Just got the email. You may have too.
Amazon Smile -- the program that allows Amazon shoppers to designate their “Favorite charity” to receive half a percent of what they spend on Amazon -- is about to end after ten years. The end is this coming February 20.
Most likely this is small and unimportant news to you. If it’s a big deal, my condolences. I wish you the best at finding a replacement revenue source.
And this is where I can’t stop myself saying, I told you so.
Because I (and many others) did.
It was inevitable that Amazon Smile would end. Amazon is a business. Everything they do needs to make business sense. It seems Amazon Smile made enough sense to last for a decade. Until it didn’t any more.
As their email put it:
... we learned that with so many eligible organizations — more than 1 million globally — our ability to have an impact was often spread too thin.... Amazon can have a more significant and lasting impact if we invest in specific areas and focus our philanthropic efforts ...
I can just picture someone in some Seattle back-office sending out hundreds of thousands of checks for under $50.
So they stopped. Regardless of the impact their decision might have on their nonprofit partners.
It was their right -- their responsibility -- to do what made sense for their own goals.
The good news is that for most participants, the revenue lost will be unimportant.
But I think there’s a lesson for nonprofits to learn from this, and I blogged about it back in 2019, at Should you bother with Amazon Smile?
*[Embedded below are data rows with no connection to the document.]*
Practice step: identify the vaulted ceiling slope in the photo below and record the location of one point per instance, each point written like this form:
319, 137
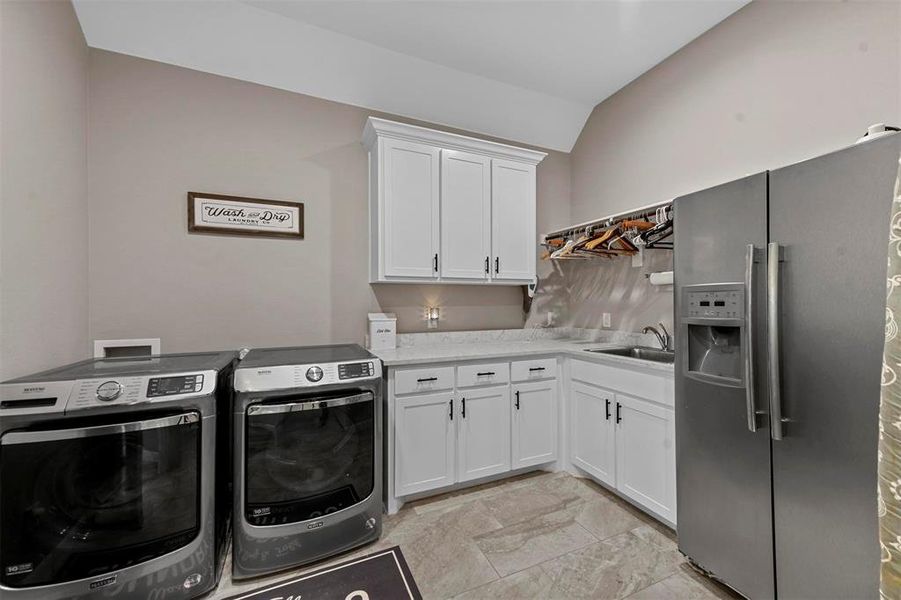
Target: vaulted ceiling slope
527, 71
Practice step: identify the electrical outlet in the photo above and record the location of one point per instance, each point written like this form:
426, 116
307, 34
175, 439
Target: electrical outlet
638, 258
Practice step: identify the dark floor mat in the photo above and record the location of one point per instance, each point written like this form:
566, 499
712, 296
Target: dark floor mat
381, 575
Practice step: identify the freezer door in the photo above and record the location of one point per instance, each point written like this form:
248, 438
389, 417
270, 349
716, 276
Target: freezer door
723, 468
830, 215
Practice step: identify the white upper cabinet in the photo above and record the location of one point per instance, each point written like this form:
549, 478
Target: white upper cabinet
449, 208
513, 231
411, 225
465, 215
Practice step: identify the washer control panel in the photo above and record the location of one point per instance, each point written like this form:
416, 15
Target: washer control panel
109, 391
314, 374
282, 377
355, 370
91, 393
180, 384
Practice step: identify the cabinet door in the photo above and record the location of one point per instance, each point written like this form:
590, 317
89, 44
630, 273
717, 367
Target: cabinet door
465, 215
646, 455
592, 437
410, 241
484, 432
423, 443
513, 235
534, 423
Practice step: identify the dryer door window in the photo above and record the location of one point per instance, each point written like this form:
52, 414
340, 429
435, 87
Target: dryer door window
81, 502
306, 458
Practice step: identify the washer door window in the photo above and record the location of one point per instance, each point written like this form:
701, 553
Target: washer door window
82, 502
308, 458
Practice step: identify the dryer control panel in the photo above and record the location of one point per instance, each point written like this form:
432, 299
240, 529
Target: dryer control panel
179, 384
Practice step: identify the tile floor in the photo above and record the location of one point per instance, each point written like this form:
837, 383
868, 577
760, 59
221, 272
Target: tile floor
542, 536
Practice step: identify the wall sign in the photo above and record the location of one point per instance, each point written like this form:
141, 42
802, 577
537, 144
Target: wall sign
233, 215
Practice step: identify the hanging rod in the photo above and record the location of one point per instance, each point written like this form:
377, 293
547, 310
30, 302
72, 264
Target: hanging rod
635, 213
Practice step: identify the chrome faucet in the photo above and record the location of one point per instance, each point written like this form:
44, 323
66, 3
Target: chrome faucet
663, 339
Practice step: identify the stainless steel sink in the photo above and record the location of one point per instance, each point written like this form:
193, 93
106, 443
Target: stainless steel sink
640, 352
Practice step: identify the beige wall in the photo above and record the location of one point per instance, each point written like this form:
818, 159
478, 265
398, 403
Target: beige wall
774, 83
43, 189
158, 131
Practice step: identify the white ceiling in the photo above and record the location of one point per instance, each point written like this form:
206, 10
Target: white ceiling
524, 70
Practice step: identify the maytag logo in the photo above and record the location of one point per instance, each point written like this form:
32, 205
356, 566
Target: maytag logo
103, 582
19, 569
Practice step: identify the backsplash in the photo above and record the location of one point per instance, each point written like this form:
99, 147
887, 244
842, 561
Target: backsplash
578, 292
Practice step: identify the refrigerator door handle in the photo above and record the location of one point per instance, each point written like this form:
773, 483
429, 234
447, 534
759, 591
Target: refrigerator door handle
749, 339
774, 256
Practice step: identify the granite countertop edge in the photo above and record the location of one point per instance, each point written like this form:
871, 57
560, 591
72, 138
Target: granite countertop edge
477, 351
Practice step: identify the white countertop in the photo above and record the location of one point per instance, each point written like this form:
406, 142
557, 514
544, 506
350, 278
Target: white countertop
494, 349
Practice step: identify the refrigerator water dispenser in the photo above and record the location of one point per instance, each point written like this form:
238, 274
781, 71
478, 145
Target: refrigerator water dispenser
715, 350
713, 317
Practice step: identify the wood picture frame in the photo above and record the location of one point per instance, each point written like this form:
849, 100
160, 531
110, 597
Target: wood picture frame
236, 215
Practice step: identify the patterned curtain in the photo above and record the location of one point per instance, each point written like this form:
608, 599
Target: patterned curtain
889, 503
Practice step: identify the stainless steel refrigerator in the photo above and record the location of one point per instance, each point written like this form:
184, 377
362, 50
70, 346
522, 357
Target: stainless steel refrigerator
780, 283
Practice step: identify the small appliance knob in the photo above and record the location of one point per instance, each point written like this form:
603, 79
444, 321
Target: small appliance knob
109, 391
314, 374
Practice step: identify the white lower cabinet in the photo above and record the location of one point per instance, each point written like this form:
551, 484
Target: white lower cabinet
483, 432
481, 426
646, 455
593, 437
623, 441
498, 417
424, 442
534, 423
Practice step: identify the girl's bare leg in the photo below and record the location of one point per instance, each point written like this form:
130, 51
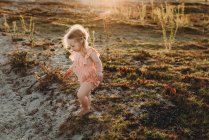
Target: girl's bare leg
83, 94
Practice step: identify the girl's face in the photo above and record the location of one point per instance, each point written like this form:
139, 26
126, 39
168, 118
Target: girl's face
75, 44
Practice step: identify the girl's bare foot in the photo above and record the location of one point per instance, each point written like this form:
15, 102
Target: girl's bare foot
84, 112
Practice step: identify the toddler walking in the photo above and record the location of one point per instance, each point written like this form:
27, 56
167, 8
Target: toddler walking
86, 65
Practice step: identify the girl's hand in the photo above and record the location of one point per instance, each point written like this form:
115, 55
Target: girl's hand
100, 76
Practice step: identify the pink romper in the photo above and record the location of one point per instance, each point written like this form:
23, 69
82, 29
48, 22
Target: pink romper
84, 68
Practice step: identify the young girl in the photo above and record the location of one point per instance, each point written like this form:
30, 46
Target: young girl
86, 65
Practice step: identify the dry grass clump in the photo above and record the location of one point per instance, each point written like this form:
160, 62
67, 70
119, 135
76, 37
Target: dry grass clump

My point then (and now) was that fundraisers should take a careful look at “free money” deals like Amazon Smile.
Because they aren’t free.
In the best of situations, these schemes cost time to make them work at all -- opportunity cost. And often, though not in the case of Amazon Smile, they also cost actual money.
That .5% rebate meant when the donors who went to the trouble to designate you as their favorite spent $10,000 on Amazon, you’d get $50.
To make the revenue scale up to a meaningful number would take not just a large list of donors, but a meaningful effort to reach out to donors and get them to do what it took for you to get that .5%.
And while you were doing that, what other more dependable revenue-generating activities were you not doing?
As I noted back then, “I bet you'd get there faster standing on the sidewalk with a tin cup.”
So next time one of those generous “free money for nonprofits” deals comes your way, remember to count the cost of being involved. Including the time spent.
And remember, the whole thing can (and will) eventually disappear with nothing more than a polite email.